La gran mayoría de personas que se apuntan al gimnasio quieren obtener el máximo resultado con el mínimo esfuerzo o tiempo. Si eres de los que frecuenta las clases colectivas más duras del gimnasio, te habrás fijado en que pocos deciden repetir. Parece que el esfuerzo y el sudor está pasado de moda.

Hoy pretendo descubrirte algunas verdades y mentiras de los entrenamientos de alta intensidad, pero para ello es necesario que conozcas cómo surge este tipo de entrenamiento.

El origen del entrenamiento de alta intensidad

Arthur Jones y Ellington Darden fueron los creadores de Nautilus y el método HIT (entrenamiento de alta intensidad). El HIT empezó anunciándose en revistas como un artículo de información, y ya vemos que en la actualidad hay muchas empresas que aprovechan este espacio para vender suplementos. Aunque la realidad es que Jones tan solo quería proporcionar información sobre cómo ejercitarse correctamente.

HIT tiene un enganche bastante fuerte: ¿para qué vamos a entrenar durante mucho tiempo cuándo puedes lograr el mismo resultado en periodos más cortos? Quizás para cualquier mortal, este tipo de rutina puede funcionar, ¿pero cuántos deportistas olímpicos lo practican? Es decir, ese tipo de deportistas destacas sobre otros competidores por diferencias bastante pequeñas; así que hay que saber diferenciar entre el acondicionamiento, la técnica y la fuerza.
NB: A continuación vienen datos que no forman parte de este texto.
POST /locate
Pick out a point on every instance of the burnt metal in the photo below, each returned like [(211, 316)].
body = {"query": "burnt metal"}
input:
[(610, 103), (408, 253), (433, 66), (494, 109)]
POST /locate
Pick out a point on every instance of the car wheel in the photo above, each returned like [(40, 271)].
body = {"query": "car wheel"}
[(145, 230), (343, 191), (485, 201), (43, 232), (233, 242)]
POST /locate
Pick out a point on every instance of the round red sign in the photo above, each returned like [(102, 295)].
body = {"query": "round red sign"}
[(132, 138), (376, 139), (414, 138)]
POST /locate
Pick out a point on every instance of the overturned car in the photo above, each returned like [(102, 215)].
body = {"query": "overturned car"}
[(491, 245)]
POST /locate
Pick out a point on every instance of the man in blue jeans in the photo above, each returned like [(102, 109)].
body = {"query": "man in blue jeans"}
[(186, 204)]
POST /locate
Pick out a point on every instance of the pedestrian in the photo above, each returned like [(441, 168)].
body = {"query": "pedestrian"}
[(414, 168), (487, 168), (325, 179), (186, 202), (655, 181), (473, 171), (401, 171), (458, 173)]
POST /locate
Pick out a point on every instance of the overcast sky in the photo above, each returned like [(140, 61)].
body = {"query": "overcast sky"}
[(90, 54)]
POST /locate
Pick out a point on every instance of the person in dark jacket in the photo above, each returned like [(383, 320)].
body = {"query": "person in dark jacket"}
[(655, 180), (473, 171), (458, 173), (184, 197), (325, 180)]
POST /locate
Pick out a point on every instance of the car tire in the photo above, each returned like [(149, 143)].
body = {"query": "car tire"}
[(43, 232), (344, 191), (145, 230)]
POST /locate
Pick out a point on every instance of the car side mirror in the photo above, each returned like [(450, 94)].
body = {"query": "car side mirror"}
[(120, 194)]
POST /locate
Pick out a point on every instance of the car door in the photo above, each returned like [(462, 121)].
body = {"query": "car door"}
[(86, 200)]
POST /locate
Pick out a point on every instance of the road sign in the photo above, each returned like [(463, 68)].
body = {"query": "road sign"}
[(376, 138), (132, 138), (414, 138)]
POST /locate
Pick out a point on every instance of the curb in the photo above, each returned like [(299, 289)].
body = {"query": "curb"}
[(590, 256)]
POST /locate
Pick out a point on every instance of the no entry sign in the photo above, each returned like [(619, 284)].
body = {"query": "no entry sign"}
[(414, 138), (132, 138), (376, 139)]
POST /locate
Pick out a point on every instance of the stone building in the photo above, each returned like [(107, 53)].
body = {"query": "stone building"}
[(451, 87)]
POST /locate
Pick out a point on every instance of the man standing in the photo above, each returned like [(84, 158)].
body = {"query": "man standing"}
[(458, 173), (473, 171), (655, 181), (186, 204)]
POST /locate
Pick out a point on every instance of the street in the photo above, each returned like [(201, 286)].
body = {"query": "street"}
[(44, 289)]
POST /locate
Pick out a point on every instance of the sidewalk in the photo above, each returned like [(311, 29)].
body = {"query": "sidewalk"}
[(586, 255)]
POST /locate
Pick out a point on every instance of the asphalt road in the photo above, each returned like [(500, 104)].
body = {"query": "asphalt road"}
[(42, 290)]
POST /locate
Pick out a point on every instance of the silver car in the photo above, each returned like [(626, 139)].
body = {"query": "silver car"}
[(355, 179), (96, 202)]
¿El HIT sirve para el entrenamiento de fuerza o la hipertrofia?

Uno de los mayores problemas que todavía engaña en cuanto a la forma física es la falta de distinción entre tamaño y fuerza. Algunos siguen pensando con la mentalidad del culturismo creada en la época de los 70, donde se pensaba que el volumen de un músculo es la correlación directa con su fuerza.

El HIT suele obligar a las personas a no ir solamente hasta el fallo muscular, que es beneficioso para el crecimiento, pero que existen muchas otras técnicas de alta intensidad como las series en negativo.
Un estudio de 1963, realizado por Richard Berger, asegura que las cargas demasiado pesadas o demasiado livianas no favorecen al aumento de la fuerza. Concluyo que entrenar con un gran peso no permite realizar un número óptimo de repeticiones necesarias para aumentar la fuerza. Al igual que entrenar con pesos ligeros y muchas repeticiones tan solo aporta un estímulo débil que no logra mejorar significativamente la fuerza máxima.

El problema de cualquier programa de entrenamiento es que al principio sostiene muchísimo resultados y luego se detiene. Dan John asegura que todo funciona, “pero durante unas 6 semanas”. Seguramente hayas notado un aumento del tamaño muscular al principio, pero con el paso del tiempo se ralentiza el crecimiento se detendrá. Y es normal.

Creo que el incremento inicial se debe a que el cuerpo está entrando en un proceso de super compensación después de un sobreentrenamiento. Podríamos decir que la fuerza puede empezar a aparecer tres semanas después de empezar el entrenamiento, y que puedes alcanzar el máximo dependiendo de lo fatigado que esté tu cuerpo. Así que si queremos centrarnos en la hipertrofia,el HIT no logrará mantener el crecimiento a largo plazo.